On attendra alors, sachant qu’il vous a fallu six ans pour mettre la première au monde…
Six ans mais sans oublier l’expérience que j’ai accumulée lorsque j’ai développé une grande sonnerie pour Piaget, en 1996. Piaget avait fait un livre en 1993 et sur une page, on voyait la photo d’une répétition minute sous laquelle il était écrit « Grande Sonnerie » (Montres et Merveilles de Piaget, ed. La Bibliothèque des Arts, page 58, ndlr). Le département marketing de la marque a donc décidé de faire une véritable grande sonnerie. Ils ont lancé un appel d’offres, j’ai remporté le contrat et j’ai créé 10 pièces. Il s’agissait d’une montre avec deux barillets. Les marteaux étaient déjà positionnés côté cadran et ce modèle était précurseur du mien. Dans les années 2000, des clients m’ont demandé de réaliser une grande sonnerie. J’ai commencé à en dessiner une en éliminant toutes les erreurs que j’avais faites sur la précédente, tout en l’améliorant. Celle réalisée pour Piaget devait se remonter dans les deux sens, or les clients ne savaient pas l’utiliser et cassaient tout. J’ai décidé de ne lancer ma grande sonnerie que si elle était incassable. La mienne n’a qu’un ressort pour les deux fonctions – grande sonnerie et indication des heures – et on la remonte comme une montre normale.

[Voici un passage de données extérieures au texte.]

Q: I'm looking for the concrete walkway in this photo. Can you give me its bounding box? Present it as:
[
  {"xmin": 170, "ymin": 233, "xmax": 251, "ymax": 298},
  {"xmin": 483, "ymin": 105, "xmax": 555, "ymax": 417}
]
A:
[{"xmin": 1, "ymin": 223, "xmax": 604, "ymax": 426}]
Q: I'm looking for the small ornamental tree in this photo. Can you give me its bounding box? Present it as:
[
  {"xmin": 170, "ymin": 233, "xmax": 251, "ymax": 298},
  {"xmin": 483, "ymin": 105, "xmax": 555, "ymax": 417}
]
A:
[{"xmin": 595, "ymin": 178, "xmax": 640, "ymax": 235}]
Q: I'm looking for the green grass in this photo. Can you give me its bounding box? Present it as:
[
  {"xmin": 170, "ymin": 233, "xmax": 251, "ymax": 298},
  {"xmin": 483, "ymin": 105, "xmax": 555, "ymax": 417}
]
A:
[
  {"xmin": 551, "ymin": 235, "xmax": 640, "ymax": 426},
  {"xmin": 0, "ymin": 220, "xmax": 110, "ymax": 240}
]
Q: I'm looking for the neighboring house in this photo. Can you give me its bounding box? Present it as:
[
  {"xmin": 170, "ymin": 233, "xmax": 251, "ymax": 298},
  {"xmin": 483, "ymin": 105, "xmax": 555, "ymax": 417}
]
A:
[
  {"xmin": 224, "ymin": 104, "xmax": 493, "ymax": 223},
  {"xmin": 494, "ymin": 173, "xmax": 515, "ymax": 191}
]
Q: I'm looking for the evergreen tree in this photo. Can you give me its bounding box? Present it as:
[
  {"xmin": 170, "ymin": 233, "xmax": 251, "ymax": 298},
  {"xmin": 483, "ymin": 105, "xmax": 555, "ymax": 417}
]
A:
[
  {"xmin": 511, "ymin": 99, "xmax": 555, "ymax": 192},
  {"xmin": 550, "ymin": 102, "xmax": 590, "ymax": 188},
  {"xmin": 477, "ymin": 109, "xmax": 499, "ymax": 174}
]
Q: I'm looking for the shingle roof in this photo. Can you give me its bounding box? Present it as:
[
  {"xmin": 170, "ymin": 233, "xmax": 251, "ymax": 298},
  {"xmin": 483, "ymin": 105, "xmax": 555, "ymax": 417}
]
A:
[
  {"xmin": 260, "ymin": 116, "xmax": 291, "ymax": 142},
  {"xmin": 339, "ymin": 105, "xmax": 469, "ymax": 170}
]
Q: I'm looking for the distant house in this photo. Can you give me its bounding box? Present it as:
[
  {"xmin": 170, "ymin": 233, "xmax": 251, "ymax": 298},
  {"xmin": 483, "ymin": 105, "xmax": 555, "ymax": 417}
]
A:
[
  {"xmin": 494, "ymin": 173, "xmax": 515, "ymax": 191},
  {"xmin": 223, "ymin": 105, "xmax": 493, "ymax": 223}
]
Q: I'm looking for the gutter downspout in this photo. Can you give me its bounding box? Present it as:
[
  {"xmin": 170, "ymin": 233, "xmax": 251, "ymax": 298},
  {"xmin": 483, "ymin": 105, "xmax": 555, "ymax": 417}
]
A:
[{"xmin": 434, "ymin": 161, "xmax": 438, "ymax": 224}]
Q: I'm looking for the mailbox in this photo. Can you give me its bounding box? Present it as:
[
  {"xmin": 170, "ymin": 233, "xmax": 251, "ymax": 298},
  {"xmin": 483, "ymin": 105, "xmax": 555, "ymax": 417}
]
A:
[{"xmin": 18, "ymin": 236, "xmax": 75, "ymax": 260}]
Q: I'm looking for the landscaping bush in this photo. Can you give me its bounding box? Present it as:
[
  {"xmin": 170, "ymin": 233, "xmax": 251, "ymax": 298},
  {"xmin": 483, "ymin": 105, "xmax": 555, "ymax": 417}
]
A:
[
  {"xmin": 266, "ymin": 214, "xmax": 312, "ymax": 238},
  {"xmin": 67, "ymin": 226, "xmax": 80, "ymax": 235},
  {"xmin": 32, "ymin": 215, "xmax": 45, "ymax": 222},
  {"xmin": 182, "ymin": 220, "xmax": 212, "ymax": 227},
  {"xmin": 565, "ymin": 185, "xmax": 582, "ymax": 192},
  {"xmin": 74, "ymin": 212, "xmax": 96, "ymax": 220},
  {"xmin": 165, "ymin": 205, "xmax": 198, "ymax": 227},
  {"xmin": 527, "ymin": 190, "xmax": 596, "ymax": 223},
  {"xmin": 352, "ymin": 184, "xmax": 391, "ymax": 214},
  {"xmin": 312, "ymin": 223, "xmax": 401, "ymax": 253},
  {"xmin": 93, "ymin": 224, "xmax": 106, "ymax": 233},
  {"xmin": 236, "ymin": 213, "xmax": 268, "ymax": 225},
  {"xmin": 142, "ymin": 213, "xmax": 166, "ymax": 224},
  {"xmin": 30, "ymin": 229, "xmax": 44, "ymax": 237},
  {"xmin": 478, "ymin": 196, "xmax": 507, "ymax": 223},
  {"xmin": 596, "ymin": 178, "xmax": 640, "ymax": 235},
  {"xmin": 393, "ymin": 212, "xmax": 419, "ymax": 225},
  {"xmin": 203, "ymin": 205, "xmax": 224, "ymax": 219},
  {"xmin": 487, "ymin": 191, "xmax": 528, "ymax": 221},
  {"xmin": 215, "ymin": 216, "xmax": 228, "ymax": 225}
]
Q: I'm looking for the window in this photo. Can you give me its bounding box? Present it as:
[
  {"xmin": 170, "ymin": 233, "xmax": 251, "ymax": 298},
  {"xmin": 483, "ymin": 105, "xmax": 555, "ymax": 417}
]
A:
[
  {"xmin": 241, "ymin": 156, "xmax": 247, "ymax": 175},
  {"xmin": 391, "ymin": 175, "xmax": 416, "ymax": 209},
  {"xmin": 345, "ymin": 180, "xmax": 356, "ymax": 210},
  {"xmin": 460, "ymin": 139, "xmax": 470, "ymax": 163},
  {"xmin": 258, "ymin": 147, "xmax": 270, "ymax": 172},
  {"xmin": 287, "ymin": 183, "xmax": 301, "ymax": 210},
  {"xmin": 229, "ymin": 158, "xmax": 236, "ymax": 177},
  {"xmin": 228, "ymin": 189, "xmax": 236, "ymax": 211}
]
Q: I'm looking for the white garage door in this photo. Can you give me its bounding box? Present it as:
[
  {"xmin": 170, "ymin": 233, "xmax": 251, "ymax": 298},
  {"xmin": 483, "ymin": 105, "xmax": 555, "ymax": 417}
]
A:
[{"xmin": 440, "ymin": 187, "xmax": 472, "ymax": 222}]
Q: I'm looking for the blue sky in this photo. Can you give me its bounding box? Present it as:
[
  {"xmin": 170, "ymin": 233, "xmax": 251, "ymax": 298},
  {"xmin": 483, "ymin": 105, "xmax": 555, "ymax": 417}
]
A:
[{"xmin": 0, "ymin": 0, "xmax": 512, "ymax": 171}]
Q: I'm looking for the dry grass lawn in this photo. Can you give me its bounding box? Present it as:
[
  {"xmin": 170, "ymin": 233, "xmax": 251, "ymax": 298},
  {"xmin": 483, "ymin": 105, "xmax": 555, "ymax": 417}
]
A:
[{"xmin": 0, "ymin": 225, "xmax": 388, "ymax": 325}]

Elle a donné lieu à pas moins de dix brevets !
Oui. Notamment un brevet pour qu’on ne puisse pas la remonter pendant qu’elle sonne et inversement.
Elle sonne les quarts, les demis et l’heure. Elle donne 812 coups de marteau pendant vingt-quatre heures. Comment avez-vous réussi à économiser toute l’énergie nécessaire au cœur d’une montre-bracelet, qui, du fait de sa petite taille, a une réserve d’énergie limitée ?
Elle n’a pas besoin de beaucoup d’énergie : elle a besoin d’une énergie suffisante. Le secret, c’est tout une composition : ce sont les chemins d’engrenage, la taille des râteaux, plus ils sont grands plus on a de la précision… Ce n’est pas la force de frappe qui compte, mais son inertie.
En quoi cette montre a-t-elle amélioré la science de la mesure du temps ?
Elle n’a rien amélioré : elle m’a amélioré moi ! (Et il éclate de rire).